He then turned to the mob, and asked them, "Whom do you seek?"

"Jesus the Nazarene."

"I AM He."  At these words, the name of God, spoken with the very voice of God, the assailants drew back and fell to the ground.  He said to them, "I told you that I AM He, so if you seek me, let my followers go on their way.  I will drink the cup the Father has given Me."

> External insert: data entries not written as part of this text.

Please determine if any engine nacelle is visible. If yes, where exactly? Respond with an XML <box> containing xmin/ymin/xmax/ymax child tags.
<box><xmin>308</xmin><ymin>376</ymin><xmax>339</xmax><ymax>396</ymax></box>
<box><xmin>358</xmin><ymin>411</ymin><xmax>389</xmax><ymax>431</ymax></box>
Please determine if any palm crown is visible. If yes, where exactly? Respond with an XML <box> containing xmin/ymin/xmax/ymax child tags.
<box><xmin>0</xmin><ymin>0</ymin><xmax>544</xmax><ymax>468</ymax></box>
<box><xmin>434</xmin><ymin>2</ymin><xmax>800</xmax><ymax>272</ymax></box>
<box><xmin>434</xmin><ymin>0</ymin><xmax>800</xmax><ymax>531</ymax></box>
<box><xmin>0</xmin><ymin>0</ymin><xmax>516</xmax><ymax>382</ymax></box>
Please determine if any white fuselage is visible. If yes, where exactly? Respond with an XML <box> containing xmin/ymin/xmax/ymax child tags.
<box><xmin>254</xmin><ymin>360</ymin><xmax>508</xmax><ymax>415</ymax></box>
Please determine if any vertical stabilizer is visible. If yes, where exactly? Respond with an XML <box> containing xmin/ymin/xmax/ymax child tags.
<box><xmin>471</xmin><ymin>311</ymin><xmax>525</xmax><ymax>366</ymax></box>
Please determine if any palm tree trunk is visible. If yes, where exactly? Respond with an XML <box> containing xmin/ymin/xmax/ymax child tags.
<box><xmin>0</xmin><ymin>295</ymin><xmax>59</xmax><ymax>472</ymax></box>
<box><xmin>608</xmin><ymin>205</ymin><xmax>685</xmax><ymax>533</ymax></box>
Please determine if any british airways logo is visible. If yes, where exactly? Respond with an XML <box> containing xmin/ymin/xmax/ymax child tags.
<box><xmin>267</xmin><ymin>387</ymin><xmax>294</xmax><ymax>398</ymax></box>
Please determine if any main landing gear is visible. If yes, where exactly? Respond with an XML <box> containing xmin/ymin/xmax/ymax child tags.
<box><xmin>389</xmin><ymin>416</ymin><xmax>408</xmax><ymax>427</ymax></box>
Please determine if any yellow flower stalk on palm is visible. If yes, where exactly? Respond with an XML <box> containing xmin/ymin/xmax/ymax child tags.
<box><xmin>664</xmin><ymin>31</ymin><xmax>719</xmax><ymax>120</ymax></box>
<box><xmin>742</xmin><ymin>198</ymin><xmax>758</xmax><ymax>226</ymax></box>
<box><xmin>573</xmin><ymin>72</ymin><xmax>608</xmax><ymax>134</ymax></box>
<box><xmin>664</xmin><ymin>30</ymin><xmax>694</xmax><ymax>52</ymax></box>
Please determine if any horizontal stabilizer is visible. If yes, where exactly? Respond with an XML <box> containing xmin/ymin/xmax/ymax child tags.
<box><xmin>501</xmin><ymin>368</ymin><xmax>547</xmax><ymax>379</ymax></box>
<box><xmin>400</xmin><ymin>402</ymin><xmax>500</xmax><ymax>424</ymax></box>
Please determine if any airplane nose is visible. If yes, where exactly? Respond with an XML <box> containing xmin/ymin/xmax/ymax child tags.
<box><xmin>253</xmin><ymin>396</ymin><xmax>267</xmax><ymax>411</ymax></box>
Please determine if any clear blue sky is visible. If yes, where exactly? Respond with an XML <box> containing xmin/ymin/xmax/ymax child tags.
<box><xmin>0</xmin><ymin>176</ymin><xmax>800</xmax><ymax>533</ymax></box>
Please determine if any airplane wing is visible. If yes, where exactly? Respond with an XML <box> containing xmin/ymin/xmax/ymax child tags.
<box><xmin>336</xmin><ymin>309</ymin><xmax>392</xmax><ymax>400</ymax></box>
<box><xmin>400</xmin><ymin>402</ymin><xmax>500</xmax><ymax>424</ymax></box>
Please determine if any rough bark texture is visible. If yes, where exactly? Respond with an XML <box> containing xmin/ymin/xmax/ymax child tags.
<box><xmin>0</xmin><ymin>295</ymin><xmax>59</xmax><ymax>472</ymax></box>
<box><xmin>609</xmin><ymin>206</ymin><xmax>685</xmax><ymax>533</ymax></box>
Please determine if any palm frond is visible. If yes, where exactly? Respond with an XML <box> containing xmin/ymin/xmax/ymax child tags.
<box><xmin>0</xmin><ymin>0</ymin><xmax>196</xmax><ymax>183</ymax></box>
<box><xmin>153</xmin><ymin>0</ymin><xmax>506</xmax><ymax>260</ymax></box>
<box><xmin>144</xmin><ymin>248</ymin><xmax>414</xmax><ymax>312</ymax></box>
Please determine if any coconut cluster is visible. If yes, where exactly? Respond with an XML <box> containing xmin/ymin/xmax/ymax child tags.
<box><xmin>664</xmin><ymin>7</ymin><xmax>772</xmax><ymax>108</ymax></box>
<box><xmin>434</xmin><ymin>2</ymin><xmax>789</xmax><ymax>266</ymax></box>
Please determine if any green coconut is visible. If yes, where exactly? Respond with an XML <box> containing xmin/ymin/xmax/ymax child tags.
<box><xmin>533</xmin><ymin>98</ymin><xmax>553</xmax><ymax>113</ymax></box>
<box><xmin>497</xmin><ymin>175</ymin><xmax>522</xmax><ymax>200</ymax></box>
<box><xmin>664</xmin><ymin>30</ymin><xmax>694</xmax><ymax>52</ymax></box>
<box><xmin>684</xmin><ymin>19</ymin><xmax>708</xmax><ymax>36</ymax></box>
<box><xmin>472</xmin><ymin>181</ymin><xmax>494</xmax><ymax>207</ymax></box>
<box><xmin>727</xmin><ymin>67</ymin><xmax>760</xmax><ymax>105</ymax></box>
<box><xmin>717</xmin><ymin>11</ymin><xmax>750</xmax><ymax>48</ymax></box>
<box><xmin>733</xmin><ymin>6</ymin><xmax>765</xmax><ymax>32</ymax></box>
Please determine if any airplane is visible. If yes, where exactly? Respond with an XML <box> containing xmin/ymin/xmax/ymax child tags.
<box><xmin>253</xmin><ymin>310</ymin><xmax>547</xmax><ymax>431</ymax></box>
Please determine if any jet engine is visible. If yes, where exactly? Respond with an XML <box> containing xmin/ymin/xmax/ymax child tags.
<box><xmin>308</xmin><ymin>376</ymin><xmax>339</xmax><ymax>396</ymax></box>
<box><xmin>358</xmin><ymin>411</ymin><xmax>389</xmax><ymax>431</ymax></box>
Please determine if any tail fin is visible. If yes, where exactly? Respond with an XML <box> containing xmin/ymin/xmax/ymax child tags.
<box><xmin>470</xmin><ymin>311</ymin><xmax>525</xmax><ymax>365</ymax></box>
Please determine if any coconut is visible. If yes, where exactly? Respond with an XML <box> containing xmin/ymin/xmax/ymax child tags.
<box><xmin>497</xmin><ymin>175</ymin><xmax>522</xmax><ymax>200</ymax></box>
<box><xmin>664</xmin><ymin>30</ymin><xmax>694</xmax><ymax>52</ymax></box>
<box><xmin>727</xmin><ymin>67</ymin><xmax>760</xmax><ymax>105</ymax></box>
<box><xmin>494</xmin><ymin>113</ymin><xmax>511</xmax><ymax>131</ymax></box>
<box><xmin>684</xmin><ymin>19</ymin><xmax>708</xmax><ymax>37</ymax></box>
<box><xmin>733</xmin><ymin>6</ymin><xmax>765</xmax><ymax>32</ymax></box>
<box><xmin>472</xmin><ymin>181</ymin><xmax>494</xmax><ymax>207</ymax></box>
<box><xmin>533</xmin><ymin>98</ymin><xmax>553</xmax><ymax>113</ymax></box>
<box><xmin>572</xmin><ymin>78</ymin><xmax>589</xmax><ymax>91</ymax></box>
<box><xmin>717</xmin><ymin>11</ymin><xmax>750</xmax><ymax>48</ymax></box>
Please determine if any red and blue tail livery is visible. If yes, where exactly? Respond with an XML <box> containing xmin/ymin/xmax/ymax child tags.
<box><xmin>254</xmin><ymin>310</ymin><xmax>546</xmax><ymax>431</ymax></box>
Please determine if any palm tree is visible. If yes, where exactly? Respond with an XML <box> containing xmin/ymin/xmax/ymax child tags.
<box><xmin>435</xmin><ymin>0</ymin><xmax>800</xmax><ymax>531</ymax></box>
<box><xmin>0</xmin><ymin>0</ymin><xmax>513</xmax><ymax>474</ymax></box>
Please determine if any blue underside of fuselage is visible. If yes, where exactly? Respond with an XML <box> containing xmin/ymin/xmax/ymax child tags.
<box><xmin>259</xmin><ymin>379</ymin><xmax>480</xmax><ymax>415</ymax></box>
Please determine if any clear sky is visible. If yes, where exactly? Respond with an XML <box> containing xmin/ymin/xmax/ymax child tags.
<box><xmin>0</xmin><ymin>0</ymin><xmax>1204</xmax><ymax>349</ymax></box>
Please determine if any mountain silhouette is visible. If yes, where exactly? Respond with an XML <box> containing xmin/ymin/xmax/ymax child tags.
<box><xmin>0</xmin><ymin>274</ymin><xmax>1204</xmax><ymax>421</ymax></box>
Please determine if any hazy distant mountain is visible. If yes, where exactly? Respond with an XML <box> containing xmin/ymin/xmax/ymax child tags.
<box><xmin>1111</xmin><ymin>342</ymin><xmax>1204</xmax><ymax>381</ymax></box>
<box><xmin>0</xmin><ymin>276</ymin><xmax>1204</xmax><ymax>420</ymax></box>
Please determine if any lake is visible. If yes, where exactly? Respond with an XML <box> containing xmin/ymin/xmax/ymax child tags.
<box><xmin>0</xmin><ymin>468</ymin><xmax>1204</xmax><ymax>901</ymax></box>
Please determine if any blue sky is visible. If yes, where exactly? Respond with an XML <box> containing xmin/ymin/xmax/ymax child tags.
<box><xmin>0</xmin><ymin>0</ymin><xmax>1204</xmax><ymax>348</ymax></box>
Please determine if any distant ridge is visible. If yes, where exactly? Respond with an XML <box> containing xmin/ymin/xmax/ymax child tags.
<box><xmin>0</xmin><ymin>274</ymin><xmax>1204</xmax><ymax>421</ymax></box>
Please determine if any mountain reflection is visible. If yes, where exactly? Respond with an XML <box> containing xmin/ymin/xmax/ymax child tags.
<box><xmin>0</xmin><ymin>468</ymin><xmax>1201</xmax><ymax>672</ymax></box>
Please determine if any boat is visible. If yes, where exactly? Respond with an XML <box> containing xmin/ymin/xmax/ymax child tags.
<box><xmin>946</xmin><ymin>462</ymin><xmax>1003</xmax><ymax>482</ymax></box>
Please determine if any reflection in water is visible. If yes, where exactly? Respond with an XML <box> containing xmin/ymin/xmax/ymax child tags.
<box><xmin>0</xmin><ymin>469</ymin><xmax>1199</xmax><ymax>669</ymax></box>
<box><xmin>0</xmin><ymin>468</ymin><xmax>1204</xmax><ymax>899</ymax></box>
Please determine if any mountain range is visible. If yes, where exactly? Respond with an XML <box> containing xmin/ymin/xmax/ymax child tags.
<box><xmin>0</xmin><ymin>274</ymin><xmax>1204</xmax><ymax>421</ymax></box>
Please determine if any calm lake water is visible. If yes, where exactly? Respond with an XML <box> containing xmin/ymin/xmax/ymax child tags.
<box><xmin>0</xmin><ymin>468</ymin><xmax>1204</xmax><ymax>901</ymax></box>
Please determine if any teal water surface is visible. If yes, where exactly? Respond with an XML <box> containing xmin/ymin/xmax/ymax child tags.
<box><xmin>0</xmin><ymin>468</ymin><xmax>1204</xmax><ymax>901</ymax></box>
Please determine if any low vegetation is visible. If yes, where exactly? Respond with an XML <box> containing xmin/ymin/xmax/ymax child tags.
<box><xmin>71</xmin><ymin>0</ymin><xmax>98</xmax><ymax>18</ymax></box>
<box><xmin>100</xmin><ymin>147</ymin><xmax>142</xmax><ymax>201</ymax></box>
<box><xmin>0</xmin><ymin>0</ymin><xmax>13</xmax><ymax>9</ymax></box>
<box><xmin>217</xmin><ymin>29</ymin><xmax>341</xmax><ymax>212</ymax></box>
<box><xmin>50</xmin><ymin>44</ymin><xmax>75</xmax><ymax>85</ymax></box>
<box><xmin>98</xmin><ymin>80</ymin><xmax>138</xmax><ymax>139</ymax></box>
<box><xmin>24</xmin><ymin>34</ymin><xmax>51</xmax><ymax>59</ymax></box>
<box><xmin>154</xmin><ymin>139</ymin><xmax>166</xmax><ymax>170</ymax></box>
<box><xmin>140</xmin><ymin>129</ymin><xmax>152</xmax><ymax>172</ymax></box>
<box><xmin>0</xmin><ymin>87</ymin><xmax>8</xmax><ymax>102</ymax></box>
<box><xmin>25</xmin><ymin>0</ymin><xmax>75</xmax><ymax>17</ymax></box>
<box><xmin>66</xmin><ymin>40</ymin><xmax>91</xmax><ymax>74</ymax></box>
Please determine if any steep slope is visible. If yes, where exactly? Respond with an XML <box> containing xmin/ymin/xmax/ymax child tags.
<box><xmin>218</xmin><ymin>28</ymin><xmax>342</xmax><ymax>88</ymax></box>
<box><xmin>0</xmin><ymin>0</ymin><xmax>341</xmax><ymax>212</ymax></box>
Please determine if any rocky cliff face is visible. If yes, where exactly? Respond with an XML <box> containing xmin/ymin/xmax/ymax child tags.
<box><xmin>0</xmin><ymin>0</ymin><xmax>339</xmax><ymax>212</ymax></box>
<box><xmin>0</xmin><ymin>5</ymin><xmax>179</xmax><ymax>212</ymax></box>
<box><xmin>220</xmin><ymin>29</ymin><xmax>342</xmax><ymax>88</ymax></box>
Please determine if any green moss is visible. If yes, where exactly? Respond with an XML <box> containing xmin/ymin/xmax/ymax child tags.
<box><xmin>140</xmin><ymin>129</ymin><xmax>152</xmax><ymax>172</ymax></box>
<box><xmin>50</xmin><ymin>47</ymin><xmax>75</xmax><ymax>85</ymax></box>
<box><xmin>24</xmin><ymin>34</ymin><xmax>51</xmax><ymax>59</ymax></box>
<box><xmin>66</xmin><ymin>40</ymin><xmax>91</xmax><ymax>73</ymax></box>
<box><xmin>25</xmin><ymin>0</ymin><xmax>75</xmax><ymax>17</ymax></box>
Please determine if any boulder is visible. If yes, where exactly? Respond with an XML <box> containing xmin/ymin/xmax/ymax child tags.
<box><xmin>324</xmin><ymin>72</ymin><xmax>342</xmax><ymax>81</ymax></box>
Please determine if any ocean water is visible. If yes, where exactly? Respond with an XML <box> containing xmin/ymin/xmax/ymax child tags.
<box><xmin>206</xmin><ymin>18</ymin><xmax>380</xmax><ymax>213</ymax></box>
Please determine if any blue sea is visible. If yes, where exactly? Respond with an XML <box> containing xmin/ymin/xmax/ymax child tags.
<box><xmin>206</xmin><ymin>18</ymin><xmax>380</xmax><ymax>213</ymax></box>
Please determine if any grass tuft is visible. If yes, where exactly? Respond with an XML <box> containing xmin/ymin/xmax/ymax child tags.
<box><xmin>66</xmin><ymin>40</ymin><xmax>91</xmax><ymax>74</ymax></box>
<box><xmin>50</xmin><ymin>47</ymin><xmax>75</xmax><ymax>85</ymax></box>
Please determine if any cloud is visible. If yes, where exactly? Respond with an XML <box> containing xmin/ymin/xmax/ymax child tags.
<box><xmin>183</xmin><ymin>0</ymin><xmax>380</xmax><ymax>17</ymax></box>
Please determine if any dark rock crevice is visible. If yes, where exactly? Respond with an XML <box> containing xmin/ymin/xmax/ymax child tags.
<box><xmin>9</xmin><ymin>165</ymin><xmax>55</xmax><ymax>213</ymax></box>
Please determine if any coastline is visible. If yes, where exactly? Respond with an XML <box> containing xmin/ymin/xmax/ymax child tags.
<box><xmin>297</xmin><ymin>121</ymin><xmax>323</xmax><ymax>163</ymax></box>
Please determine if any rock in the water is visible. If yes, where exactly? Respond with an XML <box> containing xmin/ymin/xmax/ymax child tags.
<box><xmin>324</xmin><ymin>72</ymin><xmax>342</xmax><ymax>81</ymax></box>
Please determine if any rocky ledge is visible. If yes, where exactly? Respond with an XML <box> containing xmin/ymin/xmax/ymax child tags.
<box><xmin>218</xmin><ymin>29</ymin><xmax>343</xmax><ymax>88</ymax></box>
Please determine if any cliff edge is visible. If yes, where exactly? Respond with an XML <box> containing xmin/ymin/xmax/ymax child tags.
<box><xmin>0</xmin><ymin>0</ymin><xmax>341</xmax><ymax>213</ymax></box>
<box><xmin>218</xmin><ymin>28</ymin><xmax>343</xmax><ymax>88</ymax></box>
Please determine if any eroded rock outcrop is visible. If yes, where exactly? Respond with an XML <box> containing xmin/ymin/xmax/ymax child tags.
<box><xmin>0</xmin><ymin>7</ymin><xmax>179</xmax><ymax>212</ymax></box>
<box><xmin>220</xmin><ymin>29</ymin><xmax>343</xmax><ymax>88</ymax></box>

With that, they were again overcome by hate, and bound Him, taking Him into the court of the high priest.  All of us deserted Him in fear of his accusers, but none of us were taken.  John and I followed the cohort at a distance until they reached the court of the priest.  John knew the owner of the house and entered with Jesus, but I remained outside, overcome by fear.  The coming King had been arrested as a common criminal, and my confidence was shattered.  I stood there, slumped dumbly against the door of the outer court, and the darkness within me became greater than the darkness of the night.  Little time had passed before John came out again, begging me to come in to the fire.  I was fearful of being recognized, but I followed him, attempting to warm myself while staying in the shadows as much as possible.  Despite my efforts of concealment, a young servant-girl started as she caught a glimpse of my face from across the fire, and blurted out, "This man was with Him too!"

"I don't know Him - I don't even know what you're talking about!"  It was said too quickly.  My Galilean accent was made even more pronounced with the terseness of my words.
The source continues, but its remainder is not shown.